Another major worry surfaced Friday when U.S. Reps. Carolyn Maloney, D-N.Y., and Gerry Connolly, D-Va., warned that because of a sharp drop in mail volume from the pandemic, the U.S. Postal Service will not survive the summer without emergency funding from Congress.
One mail voting concern is “ballot harvesting,” in which volunteers or organized workers collect ballots from individual voters and take them to registrars’ offices or polling places. Most states allow ballots to be gathered and returned only by narrowly defined individuals, usually close relatives or people specifically designated by the voter.
Defenders say that broadly opening the process of gathering ballots from voters and returning them for counting empowers more people such as the elderly, poor or minorities to vote. Opponents say it risks ballot security, noting that partisan or activist harvesters could collect ballots from voters known to be favorable to their party or candidates and discard those from an adversary’s supporters. Such harvesting in 2018 by a Republican congressional candidate’s operative prompted North Carolina to void the Republican’s narrow victory and order a new election. In California, where harvesting is legal, Republicans blamed late-arriving “harvested” ballots for several GOP incumbent losses that year.
Virginia Gov. Ralph Northam, a Democrat, used his executive authority last week to delay the June 9 congressional primaries by two weeks. He is asking the General Assembly, in its April 22 reconvened session, to reschedule May municipal elections for November, adding May’s races to the general election ballot.

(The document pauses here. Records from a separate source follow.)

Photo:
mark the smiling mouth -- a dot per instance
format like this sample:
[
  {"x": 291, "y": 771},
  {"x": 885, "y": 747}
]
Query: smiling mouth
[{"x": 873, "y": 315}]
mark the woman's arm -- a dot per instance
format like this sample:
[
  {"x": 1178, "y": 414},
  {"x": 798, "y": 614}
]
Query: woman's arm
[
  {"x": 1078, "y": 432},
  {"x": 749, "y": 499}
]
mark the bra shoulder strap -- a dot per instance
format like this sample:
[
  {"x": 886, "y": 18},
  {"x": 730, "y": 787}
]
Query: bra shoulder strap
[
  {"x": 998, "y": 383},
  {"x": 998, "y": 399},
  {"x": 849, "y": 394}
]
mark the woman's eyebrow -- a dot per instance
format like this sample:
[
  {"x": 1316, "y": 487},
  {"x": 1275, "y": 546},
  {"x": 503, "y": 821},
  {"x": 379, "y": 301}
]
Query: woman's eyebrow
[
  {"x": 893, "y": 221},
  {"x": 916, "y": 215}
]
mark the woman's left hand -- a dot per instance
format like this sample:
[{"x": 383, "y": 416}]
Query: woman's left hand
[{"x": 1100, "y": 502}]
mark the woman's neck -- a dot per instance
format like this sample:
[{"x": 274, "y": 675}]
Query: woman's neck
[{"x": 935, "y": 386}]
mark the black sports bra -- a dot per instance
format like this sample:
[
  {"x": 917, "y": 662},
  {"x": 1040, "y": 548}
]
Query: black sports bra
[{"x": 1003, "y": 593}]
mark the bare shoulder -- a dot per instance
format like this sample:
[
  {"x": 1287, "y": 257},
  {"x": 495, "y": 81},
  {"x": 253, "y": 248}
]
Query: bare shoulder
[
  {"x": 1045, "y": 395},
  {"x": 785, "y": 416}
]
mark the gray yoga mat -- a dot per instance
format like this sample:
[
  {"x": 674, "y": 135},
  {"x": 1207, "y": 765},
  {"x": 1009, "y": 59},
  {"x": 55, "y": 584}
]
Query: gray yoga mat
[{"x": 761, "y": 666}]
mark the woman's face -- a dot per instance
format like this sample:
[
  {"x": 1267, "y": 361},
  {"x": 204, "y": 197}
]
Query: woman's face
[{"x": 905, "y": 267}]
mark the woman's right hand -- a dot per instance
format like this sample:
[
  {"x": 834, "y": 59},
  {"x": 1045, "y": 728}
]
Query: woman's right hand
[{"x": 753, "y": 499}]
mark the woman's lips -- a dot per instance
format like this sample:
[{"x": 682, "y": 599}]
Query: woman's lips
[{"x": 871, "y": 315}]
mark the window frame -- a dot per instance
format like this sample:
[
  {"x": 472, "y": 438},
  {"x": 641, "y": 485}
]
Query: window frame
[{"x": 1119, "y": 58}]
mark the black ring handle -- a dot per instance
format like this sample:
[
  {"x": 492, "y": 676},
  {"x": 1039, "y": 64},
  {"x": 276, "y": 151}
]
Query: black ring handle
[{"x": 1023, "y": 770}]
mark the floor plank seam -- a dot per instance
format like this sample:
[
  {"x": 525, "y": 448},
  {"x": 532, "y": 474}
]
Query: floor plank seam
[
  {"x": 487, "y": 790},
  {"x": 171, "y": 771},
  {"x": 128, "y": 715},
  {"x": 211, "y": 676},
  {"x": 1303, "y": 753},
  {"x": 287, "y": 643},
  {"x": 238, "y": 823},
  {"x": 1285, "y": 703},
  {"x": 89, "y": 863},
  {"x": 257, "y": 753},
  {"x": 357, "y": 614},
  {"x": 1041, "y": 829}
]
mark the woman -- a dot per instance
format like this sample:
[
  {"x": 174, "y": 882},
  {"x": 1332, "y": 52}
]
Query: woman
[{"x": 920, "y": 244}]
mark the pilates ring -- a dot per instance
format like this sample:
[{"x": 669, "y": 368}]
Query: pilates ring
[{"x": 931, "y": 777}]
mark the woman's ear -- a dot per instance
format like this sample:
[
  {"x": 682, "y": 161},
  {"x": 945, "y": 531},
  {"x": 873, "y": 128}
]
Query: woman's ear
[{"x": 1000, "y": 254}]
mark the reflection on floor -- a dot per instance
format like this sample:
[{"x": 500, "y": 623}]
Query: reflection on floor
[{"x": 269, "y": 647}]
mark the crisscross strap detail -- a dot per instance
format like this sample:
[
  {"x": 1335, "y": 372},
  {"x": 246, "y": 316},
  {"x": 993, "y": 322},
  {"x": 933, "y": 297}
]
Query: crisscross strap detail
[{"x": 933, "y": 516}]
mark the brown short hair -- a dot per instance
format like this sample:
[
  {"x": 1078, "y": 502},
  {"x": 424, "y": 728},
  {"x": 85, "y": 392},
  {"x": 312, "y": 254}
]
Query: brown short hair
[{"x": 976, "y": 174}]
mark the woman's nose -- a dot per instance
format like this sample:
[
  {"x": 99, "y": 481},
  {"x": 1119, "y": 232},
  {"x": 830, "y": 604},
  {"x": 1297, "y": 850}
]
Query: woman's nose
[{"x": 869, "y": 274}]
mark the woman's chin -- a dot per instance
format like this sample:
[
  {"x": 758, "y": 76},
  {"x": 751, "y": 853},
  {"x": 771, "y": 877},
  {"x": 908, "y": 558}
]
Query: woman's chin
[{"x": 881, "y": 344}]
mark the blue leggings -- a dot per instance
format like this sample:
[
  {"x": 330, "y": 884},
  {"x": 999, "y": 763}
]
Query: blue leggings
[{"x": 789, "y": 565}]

Earlier this year, Virginia passed reforms to ease ballot access after Democrats seized control of the House and Senate in the 2019 election. The requirement that voters bring IDs to the polls was scrapped, and absentee balloting was liberalized to eliminate a requirement that voters choose one of a limited number of reasons they can’t vote in person on election day in applying to vote absentee. Absentee ballots can be returned by mail but differ from mail voting in that absentee ballots are sent only upon a voter’s request.
For logistical and political reasons, vote-by-mail appears unlikely in Virginia this year. Northam, in a recent media briefing, said greater use of absentee voting is one way to carry out Virginia’s 2020 elections. House Speaker Eileen Filler-Corn, through a spokesman, declined to discuss voting and options for this year’s elections.